The Jock - Tal Bauer

Prologue

It was Paris, and it was summertime.

Study abroad, his counselor had said. We can make it work with your scholarship. Knock out a year of language. What do you say?

Sounds great. As long as I can clear it with Coach Young.

He’d been careful to plan everything. Schedule his flights so he wouldn’t miss the final week of football practice. Pick up extra shifts so he had a little more leeway in his budget. Work up a travel training routine so he could stay in shape away from the campus gym. So careful.

But he hadn’t anticipated Justin.

At night, the Eiffel Tower lit up every hour, a million dazzling lights twinkling off and on, off and on, and the glow played over Justin’s face as he turned stared, eyes so full of wide-eyed wonder it stole Wes’s breath away, made his lungs stutter and choke. The image crystallized, every flicker stilling as Wes’s mind freeze-framed the moment.

Justin’s smile, the lilt of his laugh, curled around Wes’s heart.

He’d always thought kissing his first guy would be harder. That he’d be afraid, nervous. Shouldn’t his heart be pounding? Shouldn’t his hands be shaking? Where was the earthquake in his soul? Why wasn’t his mind screaming at him to stop?

He didn’t want to stop.

Everything felt right. Perfect. The moment, the man.

He stepped forward and cupped his hand around Justin’s cheek, then stroked his football-calloused thumb over Justin’s sharp jawline. He waited, watching the lights dance in Justin’s eyes, in and out of the curve of his smile and the dimples in his cheeks.

And when Justin’s gaze flicked to his, Wes leaned in, eyes open, until their lips were millimeters apart.

He was risking everything. His past, his future, and even his now, reaching for a kiss based on one week of stolen glances and sideways looks and a frisson underneath his skin he couldn’t scratch away. A hum in his head, an itch beneath his fingers, and it didn’t matter what he did, he couldn’t get rid of this because it was already so deep inside him. Twenty-one years of ignoring himself, of looking down when he wanted to look up, drink a man’s body like he was a cold glass of water under the Texas sun. Of turning away. Of not going there.

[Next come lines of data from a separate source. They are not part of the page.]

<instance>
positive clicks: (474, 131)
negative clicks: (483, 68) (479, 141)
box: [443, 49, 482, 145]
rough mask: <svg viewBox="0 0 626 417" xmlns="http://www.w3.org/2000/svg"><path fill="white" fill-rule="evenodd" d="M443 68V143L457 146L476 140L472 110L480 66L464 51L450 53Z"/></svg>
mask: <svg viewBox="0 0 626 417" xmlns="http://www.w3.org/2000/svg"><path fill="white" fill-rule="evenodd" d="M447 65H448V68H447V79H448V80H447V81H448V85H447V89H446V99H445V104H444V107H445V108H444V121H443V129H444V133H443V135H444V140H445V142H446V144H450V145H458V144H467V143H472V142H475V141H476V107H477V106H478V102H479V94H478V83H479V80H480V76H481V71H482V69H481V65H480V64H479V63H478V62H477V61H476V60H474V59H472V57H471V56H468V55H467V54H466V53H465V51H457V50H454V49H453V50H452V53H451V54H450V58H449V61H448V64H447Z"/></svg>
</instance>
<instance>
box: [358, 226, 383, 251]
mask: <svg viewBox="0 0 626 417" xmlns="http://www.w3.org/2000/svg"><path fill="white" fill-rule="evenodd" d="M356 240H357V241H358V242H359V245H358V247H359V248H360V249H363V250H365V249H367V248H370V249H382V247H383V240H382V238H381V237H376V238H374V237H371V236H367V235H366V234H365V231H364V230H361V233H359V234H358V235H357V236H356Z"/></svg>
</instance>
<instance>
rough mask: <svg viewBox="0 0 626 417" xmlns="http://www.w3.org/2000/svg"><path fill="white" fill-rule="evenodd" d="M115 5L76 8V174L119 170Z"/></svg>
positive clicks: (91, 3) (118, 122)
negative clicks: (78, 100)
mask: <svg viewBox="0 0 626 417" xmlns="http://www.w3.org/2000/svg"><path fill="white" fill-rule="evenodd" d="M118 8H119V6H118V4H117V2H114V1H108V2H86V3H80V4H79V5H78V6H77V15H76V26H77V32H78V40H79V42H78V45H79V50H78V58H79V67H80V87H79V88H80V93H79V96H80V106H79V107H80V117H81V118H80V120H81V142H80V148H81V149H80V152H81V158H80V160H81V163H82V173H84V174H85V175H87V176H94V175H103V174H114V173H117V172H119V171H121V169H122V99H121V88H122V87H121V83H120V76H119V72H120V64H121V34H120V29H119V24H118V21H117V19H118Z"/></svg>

One week in Paris, with Justin, and here he was, ready for—aching for—his first kiss. Or, at least, the first one that counted. The first one he’d ever really wanted.

Wes waited, his vision dazzled by the lights winking in Justin’s eyes, the glow tangling in the strands of his honey hair. It was like he was looking into the stadium lights.

But there was no route for this, no pattern. No timing. This was his Hail Mary.

Chapter One

One Week Earlier

The flight to Paris was long and loud, the engines like a drill through his skull for the entire nine hours over North America and then the Atlantic. He’d been squished in the middle seat between two businessmen who both wanted to work on their laptops, and both shoved their elbows into his eighteen-inch seat space until he felt like he couldn’t breathe. If he shifted at all, he jostled both men, from their shoulders to their knees and definitely their elbows, type-typing away. He’d apologized the first few times, but unless he held his damn breath for the entire flight, he was going to move now and then. A guy his size, well. He was born big, and he was destined to be big. Years of football and ranching had only hardened his raw strength. He’d been described as mountainous.

Halfway through the flight, one of the flight attendants had taken pity on him, or on the businessmen, and guided him to an empty row in the back. It was near the bathrooms, and he heard the toilet flushing every five minutes, but he could at least stretch out his arms and legs and not ruin another man’s hard work. He could inhale and exhale without needing to apologize.

Paris was loud, too, and even though he was used to standing out, apparently they didn’t make men his size in France, because Lord Almighty, he was stared at. He almost checked his face for food or snot or boogers, because that many people staring at him, conversations dying as he passed, as his boots clicked over the tile floor—well, that had to mean something, right? Maybe it was the boots and the hat. Maybe it was just him.